Но церкви святого Августина повезло в том, что ей позволили жить. Не все реликты Средневековья обрели подобную милость. Как-то ночью несколько грузовиков подъехало к церквушке XIII века, стоявшей на дорогостоящем участке в самом центре Салерно. Водители закрепили цепи к слабым стенкам и дали задний ход. Здание, естественно, завалилось. Это вызвало мягкий протест со стороны епископа Салерно, но его мало кто услышал, поскольку участок, на котором сейчас можно видеть уродливый современный дом, стоил немалые деньги. В Бергамо от святого Августина тоже кое-что сохранилось: благородный готический фронтон, деревянный плафон с нарисованными на балках фигурами, что помнят еще Коллеоне, и остатки старинных фресок.
Какую же функцию исполняет 600-летний неф сейчас, когда солдаты уже ушли. В Польше мы бы сказали, что пожарного депо. Здесь проводятся всякие собрания, концерты и местные празднества. Если возникает необходимость укрыться кучей под крышу — добро пожаловать к святому Августину, в старенькие, гниющие стены. Чтобы было хоть чуточку приличнее, сюда же сунули международный кинофестиваль, так что глаза умников могут следить за движущимися картинками с экрана, прячущего мертвые изображения на плоскости стены. Фрески, которые когда-то вросли в эту стену, а сегодня уже прозрачны, словно тени, не пробуждают ничьего сожаления — они могут умирать, и пошли они все к черту. Стоимость одного лишь фильма могла бы вернуть им жизнь, но это совершенно уже безумная мысль.
К фестивалю я не успел, так что попал на обычный сеанс, и когда Клинт Иствуд, герой «Грязного Гарри», стрелял с экрана, я чувствовал, что эти пули попадают в тени фресок. Как-то раз, в Венеции, я видел баскетбольный матч на покрытии, установленном внутри зала монастыря Милосердия. На стене висел запрет «Курить запрещено» (ведь табачный дым вреден спортсменам), а мяч постоянно бился о ренессансные скульптуры и фрески шестнадцатого века, жаждающие хоть капельки людского милосердия — это было то же самое. Церкви святого Августина уже более полутысячи лет. Во скольких странах континента ее восприняли бы в качестве сокровища нации!
И все равно, я не понимаю, потому и спрашиваю.

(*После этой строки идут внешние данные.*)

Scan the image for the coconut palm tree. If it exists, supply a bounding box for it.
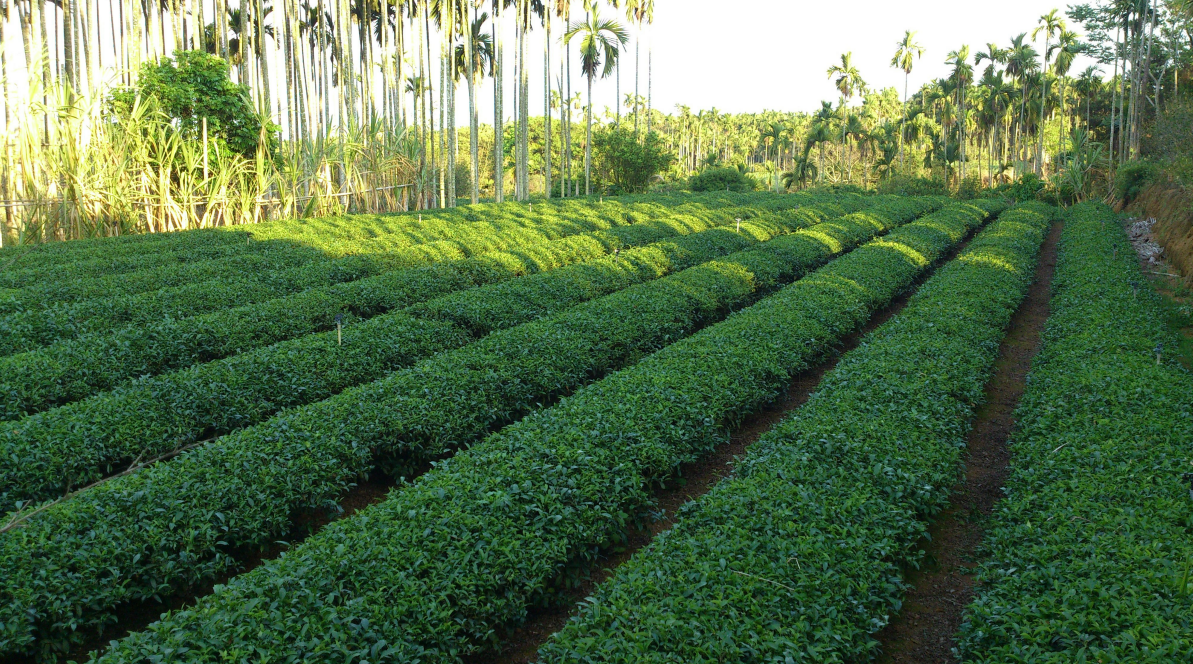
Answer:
[1032,10,1065,174]
[455,1,493,205]
[828,51,866,183]
[563,7,629,196]
[1074,64,1102,131]
[891,30,923,168]
[945,45,973,179]
[1006,32,1039,174]
[613,0,655,134]
[1052,25,1081,169]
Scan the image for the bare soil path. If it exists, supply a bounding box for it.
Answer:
[876,223,1062,664]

И вот объяснение мне дает человек, закончивший Академию и давно уже занимающийся спасением гибнущих памятников искусства; следовательно, мы ничем не отличаемся в любви к ним, и, тем не менее, отличаемся полностью, поскольку он итальянец. И он говорит, по-настоящему удивленный:
— Синьор, было бы хорошо, если бы мы успели помочь всем памятникам, а вы тут беспокоитесь объектом, которому всего несколько сотен лет?! Таких молодых церквей и дворцов у нас столько, что если бы их правильным образом сохранять, следовало бы переквалифицировать в реставраторов всех итальянцев, не исключая кормящих матерей. Вы откуда приехали?
— Из Польши.
— Аааа… понимаю.
Я тоже уже начинаю понимать.
Когда Пясты на переломе тысячелетий возводили часовню Островя Легницкого, фундамент которой является жемчужиной наших исторических памятников — туфовые, прекрасно сохранившиеся до наших дней стены этрусского Некрополя в Орвието насчитывали более полутора тысяч лет, а камни Колизея осматривали панораму Рима уже тысячу лет. Ценных камней в Италии столько, сколько звезд на небе, и очень многие из них требуют спасения. Вот как звучит ответ.